Wednesday Word: ‘We are the wicked’ (Romans 3:9-20)


A church member recently sent me an article that made a distinction between sinful people and evil people. They were wondering if I agreed with such a distinction. At first glance, it seems to make sense of our experience. Most of us would freely admit that we are sinful and that the Bible clearly teaches that all are sinful (Romans 3:23). Yet, there also seems to be those who take their sinfulness a step further. They don’t just make mistakes or have momentary lapses of morality, they actually delight in their sin. And they don’t really care who gets hurt in the process. They lie, they manipulate, they cover up. We may all be sinful, but they are evil.

In order to support the distinction, the author pointed to several passages from the Psalms. Over and again we see the various writers of the Psalms calling their enemies ‘the wicked’ and ‘evil men.’ The author argued that these men were different from ordinary sinners like the rest of us. So is this true? Does the Bible identify two categories of depravity? Does it make the distinction between sinful and evil people?

I don’t think that it does. Yes, the Bible speaks of God giving people over to their sins (see Romans 1) and Jesus talked about a worse judgment coming on those who rejected His ministry (Matthew 11:20-24), but it does not seem that it ever teaches a distinction between sinful and evil. The hard truth is that we are all evil. We are the wicked in the Psalms. This is what Paul teaches in the conclusion of his argument for human depravity in Romans 3. He has argued that both Jews and Gentiles are sinners before God. Those with the Law are sinners and those without the Law are sinners (see Romans 1-2). He concludes:

“What then? Are we Jews any better off? Not at all. For we have already charged that all, both Jews and Greeks, are under sin, as it is written…” (Romans 3:9)

To support this conclusion Paul goes on to quote from several different Psalms that speak of our depravity. These are the wicked, evil men. They do not seek God. They have become worthless. They do no good and regularly lie. They shed blood and scorn peace. They do not fear God. This is not Paul’s description of the ‘really wicked people out there.’ This is his description of us all. We are the wicked.

Or think about it this way, when you read the Bible, do you see yourself as the good guys in the story or the bad guys? Are you Cain or Abel? Are you David or the Philistine Giant? Are you Judas or one of the other eleven? The truth is, we need to see ourselves as both/and not either/or. We are the Pharisees. We are the prodigal son and his older brother. We are the wicked nations that God has made His chosen people through Christ.

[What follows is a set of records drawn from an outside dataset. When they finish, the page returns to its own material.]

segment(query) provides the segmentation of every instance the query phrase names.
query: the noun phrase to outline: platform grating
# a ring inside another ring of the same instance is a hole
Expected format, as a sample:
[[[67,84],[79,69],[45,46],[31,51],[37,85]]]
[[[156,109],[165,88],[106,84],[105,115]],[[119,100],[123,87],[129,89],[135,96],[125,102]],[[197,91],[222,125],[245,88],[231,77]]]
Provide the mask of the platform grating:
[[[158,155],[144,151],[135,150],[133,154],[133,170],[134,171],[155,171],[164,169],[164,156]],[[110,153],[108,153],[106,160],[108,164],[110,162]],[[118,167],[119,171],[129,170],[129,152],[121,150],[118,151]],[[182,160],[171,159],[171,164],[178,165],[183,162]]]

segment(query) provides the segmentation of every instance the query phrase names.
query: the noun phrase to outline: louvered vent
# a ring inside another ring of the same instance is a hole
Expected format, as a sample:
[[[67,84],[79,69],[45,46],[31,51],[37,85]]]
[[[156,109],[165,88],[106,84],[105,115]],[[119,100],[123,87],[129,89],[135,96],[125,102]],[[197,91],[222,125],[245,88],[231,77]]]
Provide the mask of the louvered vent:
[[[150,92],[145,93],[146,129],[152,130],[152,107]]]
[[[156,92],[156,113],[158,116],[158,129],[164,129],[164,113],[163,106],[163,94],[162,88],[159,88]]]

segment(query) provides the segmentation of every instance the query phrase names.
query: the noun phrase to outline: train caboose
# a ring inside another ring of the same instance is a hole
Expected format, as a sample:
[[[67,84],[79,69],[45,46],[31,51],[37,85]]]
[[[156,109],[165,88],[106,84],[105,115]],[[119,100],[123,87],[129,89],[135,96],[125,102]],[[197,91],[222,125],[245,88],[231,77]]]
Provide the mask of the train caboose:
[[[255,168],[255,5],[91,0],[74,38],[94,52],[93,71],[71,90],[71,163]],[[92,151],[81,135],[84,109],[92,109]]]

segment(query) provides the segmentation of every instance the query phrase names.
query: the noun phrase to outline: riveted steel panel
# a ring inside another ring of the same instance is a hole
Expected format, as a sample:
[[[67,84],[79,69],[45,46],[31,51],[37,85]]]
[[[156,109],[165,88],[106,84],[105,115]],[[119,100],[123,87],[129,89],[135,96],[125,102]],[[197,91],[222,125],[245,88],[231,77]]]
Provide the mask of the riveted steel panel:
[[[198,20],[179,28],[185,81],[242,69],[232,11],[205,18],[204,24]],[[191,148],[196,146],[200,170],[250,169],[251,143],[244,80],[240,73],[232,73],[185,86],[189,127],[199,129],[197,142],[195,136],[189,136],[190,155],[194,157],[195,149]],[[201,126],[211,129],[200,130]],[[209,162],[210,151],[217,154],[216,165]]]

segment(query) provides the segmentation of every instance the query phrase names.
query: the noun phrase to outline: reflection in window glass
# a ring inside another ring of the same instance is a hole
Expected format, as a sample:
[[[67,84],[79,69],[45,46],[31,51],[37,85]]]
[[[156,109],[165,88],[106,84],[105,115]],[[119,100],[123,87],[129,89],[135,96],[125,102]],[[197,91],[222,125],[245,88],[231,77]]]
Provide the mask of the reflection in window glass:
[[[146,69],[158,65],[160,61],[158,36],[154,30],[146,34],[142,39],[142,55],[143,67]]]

We all want to see ourselves as better than we are. Sure we may not be perfect, but we are not wicked and evil. But the truth is that we are what we despise. We are the bad guys in the story. And the glorious good news is that Jesus came to give grace to wicked people like us. He came for the sick (Luke 5:31-32). He came to save those that Paul described in Romans 3, for the apostle goes on:

“For there is no distinction: for all have sinned and fall short of the glory of God, and are justified by his grace as a gift, through the redemption that is in Christ Jesus…” (Romans 3:22b-24)

Our experience will tempt us to believe that we are not wicked or evil or as bad as the other guy, but the grace of God in Christ Jesus teaches us the opposite and compels us to share the good news with all. We are the wicked, all of us, and we are gloriously redeemed through sovereign grace! We believe what the Bible says about the bad news because we believe in the overwhelming goodness of the good news!